The Sedevacantist Reality
The entire framework of the article is built on a lie: the assumption that Hicks is a legitimate archbishop and that the entity occupying the Vatican since John XXIII is the Catholic Church. From the perspective of integral Catholic faith, Hicks is an impostor occupying a see that has been vacant since the death of the last true Pope, Pius XII, in 1958. The “usurpers” from John XXIII through “Leo XIV” have systematically dismantled the Church’s teaching authority, as foretold by St. Pius X regarding the “enemies within.” The very existence of a “Catholic Channel” that promotes such naturalistic dialogue is proof of the “paramasonic structure” now controlling the Vatican. The show is not a sign of vitality but a symptom of the “spiritual bankruptcy” of the post-conciliar hierarchy, which has exchanged the “sweet yoke of Christ” for the “yoke…of the world” (Quas Primas).
Conclusion
The article describes a perfectly ordinary event in the life of the conciliar sect: a modernist prelate using modern media to propagate a naturalistic, dialogue-centric version of “Catholicism” that is utterly devoid of the supernatural authority and exclusive truth claims of the one, true Church.

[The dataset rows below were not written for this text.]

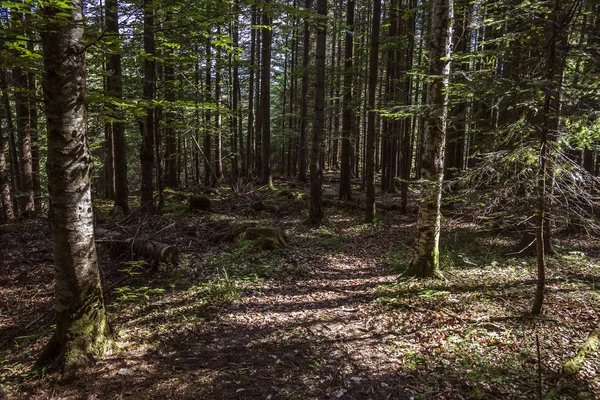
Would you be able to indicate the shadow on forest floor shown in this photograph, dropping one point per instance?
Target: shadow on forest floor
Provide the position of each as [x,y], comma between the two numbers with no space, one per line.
[326,317]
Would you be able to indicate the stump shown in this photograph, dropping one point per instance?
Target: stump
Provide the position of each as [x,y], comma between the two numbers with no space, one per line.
[267,238]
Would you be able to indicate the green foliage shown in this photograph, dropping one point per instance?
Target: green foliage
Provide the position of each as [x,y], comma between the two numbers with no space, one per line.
[127,294]
[221,288]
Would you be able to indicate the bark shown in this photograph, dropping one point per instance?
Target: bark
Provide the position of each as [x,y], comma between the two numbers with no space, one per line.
[304,98]
[218,117]
[147,151]
[12,146]
[82,331]
[207,135]
[236,120]
[250,131]
[27,203]
[5,199]
[35,147]
[345,192]
[265,93]
[21,84]
[370,142]
[149,249]
[114,83]
[425,261]
[315,216]
[550,112]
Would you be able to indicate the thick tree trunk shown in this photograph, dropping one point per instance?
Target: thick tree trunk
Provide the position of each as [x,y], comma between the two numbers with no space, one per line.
[425,262]
[147,151]
[345,172]
[114,83]
[370,142]
[82,331]
[315,216]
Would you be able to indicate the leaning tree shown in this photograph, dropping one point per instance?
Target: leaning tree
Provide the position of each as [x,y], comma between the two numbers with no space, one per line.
[82,331]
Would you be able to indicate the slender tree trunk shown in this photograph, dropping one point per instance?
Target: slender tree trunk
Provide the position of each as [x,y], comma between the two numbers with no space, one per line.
[208,128]
[21,84]
[425,262]
[12,145]
[345,188]
[24,135]
[265,92]
[82,331]
[114,84]
[370,142]
[170,155]
[5,199]
[197,91]
[147,151]
[556,57]
[304,98]
[250,131]
[238,150]
[315,216]
[218,116]
[35,146]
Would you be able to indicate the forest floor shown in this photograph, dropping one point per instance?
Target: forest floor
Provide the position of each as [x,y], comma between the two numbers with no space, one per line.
[328,316]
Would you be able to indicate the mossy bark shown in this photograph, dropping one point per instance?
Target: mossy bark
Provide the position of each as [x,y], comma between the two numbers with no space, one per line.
[82,332]
[425,262]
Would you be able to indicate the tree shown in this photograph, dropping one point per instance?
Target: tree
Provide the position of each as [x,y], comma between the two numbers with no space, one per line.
[425,261]
[345,192]
[304,97]
[114,83]
[82,332]
[5,199]
[315,216]
[265,93]
[147,151]
[370,145]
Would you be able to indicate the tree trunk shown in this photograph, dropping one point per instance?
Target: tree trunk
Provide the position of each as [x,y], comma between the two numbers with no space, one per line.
[24,137]
[265,93]
[218,116]
[370,142]
[250,130]
[12,146]
[114,83]
[304,98]
[170,155]
[35,147]
[345,172]
[425,262]
[147,151]
[315,216]
[207,126]
[5,199]
[82,331]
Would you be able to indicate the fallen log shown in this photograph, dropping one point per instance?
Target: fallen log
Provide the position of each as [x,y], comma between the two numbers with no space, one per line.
[149,249]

This is not evangelization; it is the “dilution of the faith” condemned by the Syllabus (proposition 21) and the “synthesis of all errors” that is Modernism. The only “Catholic lens” through which to view such an activity is that of the unchanging faith: it is an act of apostasy, a participation in the “public apostasy” of secularism, and a refusal to acknowledge that “there is no power in us that is exempt from this reign” of Christ the King (Quas Primas). The faithful are not called to listen to such “dialogue” but to reject it absolutely and to pray for the restoration of the true hierarchy and the public triumph of the Social Reign of Christ the King over all nations.